Sean McGuire

No. 12
- Position: Quarterback

Personal information
- Born: February 14, 1996 (age 29) Milwaukee, Wisconsin, U.S.
- Height: 6 ft 2 in (1.88 m)
- Weight: 218 lb (99 kg)

Career information
- High school: Franklin (Franklin, Wisconsin)
- College: Western Illinois
- NFL draft: 2019: undrafted

Career history
- Winnipeg Blue Bombers (2019–2022);

Awards and highlights
- 2× Grey Cup champion (2019, 2021); CFL rushing touchdowns leader (2021);

Career CFL statistics
- Passing completions: 15
- Passing attempts: 36
- Passing yards: 221
- TD–INT: 1–4
- Stats at CFL.ca

= Sean McGuire (Canadian football) =

American gridiron football player (born 1996)

Sean McGuire (born February 14, 1996) is an American former professional football quarterback for the Winnipeg Blue Bombers of the Canadian Football League (CFL). He played college football at Western Illinois.

==College career==
McGuire played college football for Western Illinois from 2014 to 2018.

==Professional career==
On May 15, 2019, McGuire signed with the Winnipeg Blue Bombers. He made he team as the third-string quarterback and dressed for all 18 regular season games where played sparingly, as he completed two passes from three attempts for 17 yards. He also dressed in all three post-season games, including his first Grey Cup championship where the Blue Bombers defeated the Hamilton Tiger-Cats in the 107th Grey Cup game.

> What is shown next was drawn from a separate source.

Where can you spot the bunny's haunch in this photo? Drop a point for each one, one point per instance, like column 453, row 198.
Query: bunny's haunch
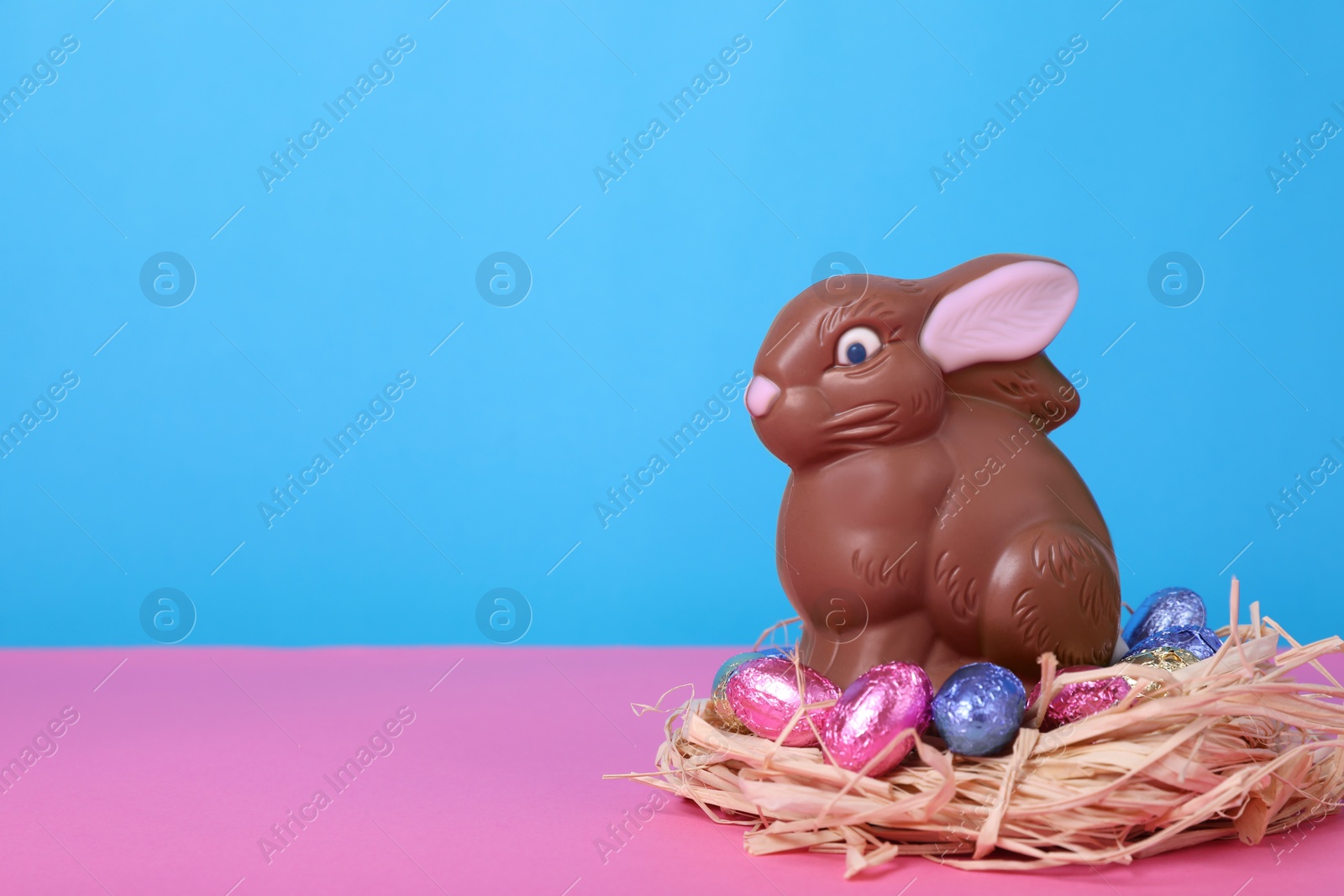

McGuire signed a one-year contract extension with the Blue Bombers on December 31, 2020. With the departure of the team's previous backup quarterback, Chris Streveler, to the National Football League, McGuire won the back-up position behind starting quarterback, Zach Collaros. McGuire was used regularly on the short yardage team and scored his first two career touchdowns on quarterback sneak plays on September 5, 2021, in the Labour Day Classic against the Saskatchewan Roughriders. With the Blue Bombers having already clinched the Western Division the Bombers announced that McGuire would be the team' starting quarterback for their Week 15 match against the Montreal Alouettes on November 13, 2021. McGuire completed 11 of 26 passes for 149 yards, a touchdown and four interceptions in his first CFL start as the Bombers were defeated 28–14 by the Alouettes.